Don’t waste the power. AI supply chain management
Just imagine what your business could do if it recouped 6500 man-hours annually. Or pick up maybe a power supply savings comparable to the electricity used by the entire population of Austin, TX.
This article will describe:
- Why managing modern logistics requires superhuman abilities
- The key challenges in supply chain management
- How much money can be saved when AI is applied to supply chain management
According to Material, Handling and Logistics Magazine, the average US business loses $171,340 per year due to repetitive, mundane and silly tasks like searching for order numbers, processing papers and calculating the value of orders. Yearly, that’s the equivalent of 6,500 man-hours wasted. But they can be reclaimed with modern technology.
Needle in a lorry
The complex flow of goods and services is managed with data and information systems, with the historical orders data, forecasting (for example weather forecasts) and estimations done by the most experienced logistics specialists. Almost every company has tremendous room to boost optimization, which is devilishly complicated.
As a Goldman Sachs analyst quoted by The Economist earlier this year said, there are around 15 septillion (trillion trillion) ways to deliver 25 packages in a lorry or van to their destinations. Given the human brain’s limited perception, sorting out the best of them is no simple task.
A Kaggle competition which the deepsense.ai team took third place in provides a glimpse into how complex logistics challenges can be solved. You can read the story of the algorithm written to manage the delivery of 100,000 christmas gifts from the North Pole here.
Considering the magnitude of the challenge, it should come as no surprise that McKinsey estimates industry outlays on AI for supply chains could reach 1.3-2 trillion dollar.
Where does innovation meet possibility?
Manufacturing is all about striking the right balance between satisfying demand and keeping stock low. The inability to deliver product leads to business losses and results in clients seeking new vendors when their current ones run out of stock. On the other hand, overstocking freezes assets in a warehouse and saps flexibility, as the products in stock–a warehouse full of ice in the middle of Winter–may not suit customers’ demands.
But the supply chain in manufacturing doesn’t only address stock levels. It is also about managing suppliers and shipping, and assigning employees to see to all the dull paperwork and perform repetitive tasks.

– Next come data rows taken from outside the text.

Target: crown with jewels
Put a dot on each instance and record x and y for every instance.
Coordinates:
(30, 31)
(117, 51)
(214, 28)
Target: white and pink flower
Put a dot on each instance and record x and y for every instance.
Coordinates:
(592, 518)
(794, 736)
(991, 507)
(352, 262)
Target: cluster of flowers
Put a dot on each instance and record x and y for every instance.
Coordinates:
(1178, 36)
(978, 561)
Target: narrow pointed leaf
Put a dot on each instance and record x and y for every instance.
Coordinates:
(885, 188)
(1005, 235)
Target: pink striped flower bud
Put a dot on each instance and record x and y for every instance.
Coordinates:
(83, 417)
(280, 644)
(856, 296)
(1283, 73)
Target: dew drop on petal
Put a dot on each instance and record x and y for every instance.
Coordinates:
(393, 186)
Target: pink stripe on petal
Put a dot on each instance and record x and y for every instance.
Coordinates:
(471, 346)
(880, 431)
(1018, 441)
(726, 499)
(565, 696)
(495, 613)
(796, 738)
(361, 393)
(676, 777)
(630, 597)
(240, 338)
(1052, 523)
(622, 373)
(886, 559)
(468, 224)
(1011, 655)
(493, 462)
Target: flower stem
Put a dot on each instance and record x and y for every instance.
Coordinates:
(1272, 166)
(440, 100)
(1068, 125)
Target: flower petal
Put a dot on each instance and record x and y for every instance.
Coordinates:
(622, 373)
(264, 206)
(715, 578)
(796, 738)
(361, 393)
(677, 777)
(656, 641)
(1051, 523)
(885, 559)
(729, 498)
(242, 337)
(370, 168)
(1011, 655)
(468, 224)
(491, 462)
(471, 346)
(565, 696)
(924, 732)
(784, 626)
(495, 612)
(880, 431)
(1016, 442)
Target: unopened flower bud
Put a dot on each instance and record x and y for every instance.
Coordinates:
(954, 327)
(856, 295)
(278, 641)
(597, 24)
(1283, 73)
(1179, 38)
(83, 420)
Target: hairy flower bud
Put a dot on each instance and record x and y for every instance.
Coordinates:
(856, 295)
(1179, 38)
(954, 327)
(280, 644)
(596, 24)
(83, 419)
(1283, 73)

Combining computer vision technology, deep learning-powered image recognition and mobile devices, Coca-Cola reduced the work involved in placing orders and managing supplier relationships.
The company trained a neural network to recognize single bottles in a display cooler. With an algorithm that could count the bottles using just a picture taken with an iPad or iPhone, there was no need to send a sales representative to every cooler to inventory the bottles inside.
The information is combined with external data about the weather and past seasonal variations, yielding more precise analysis and predictions. With more than 16 million Coca-Cola coolers spread across the globe, the potential for optimization with AI is clearly enormous.
Power management in supply chain management
With the snowball effect, savings on commodities may provide significant profits for business. Being far from manufacturing, Google proved that putting AI in charge of power supply management may lead to considerable savings. DeepMind analyzed historical data on temperature and the cooling system performance in one of Google’s data centers. Using the data, the system optimized resource management without adding new components or a system redesign.
Most impressively, the data center slashed its cooling bill by 40%, overall power consumption by 15% and the energy it consumed at a rate equivalent to 350,000 US households. Given that there are 2,58 people in the average household, that is slightly less (903 000) than the number of people living in Austin, the capital of Texas (947,890).
According to another McKinsey study, AI-enhanced supply chain management may boost accuracy by optimizing stock replenishment with 20-50% less forecasting errors. Thanks to AI, transport-related costs are expected to decrease by 5 to 10% and to warehousing and supply an even more impressive 25-40%. Overall inventory reductions of 20-50% are also feasible.
As algorithms efficiently process vast amounts of data with ease, the prospect of further AI-based supply chain development leads to some science-fictionesque visions, including the unassisted anticipation of upcoming orders or autonomous trucks shipping goods on optimal routes across entire continents.
Because AI models are usually tailored to solve some of the biggest challenges in business, an increasing number of companies are recruiting data scientists and building their own AI teams. That task itself may fall under the thorny problems category. Finding a reliable partner that will share its knowledge and support development of an effective AI team may be the way to outsmart not only the competition but all the challenges logistics must deal with today.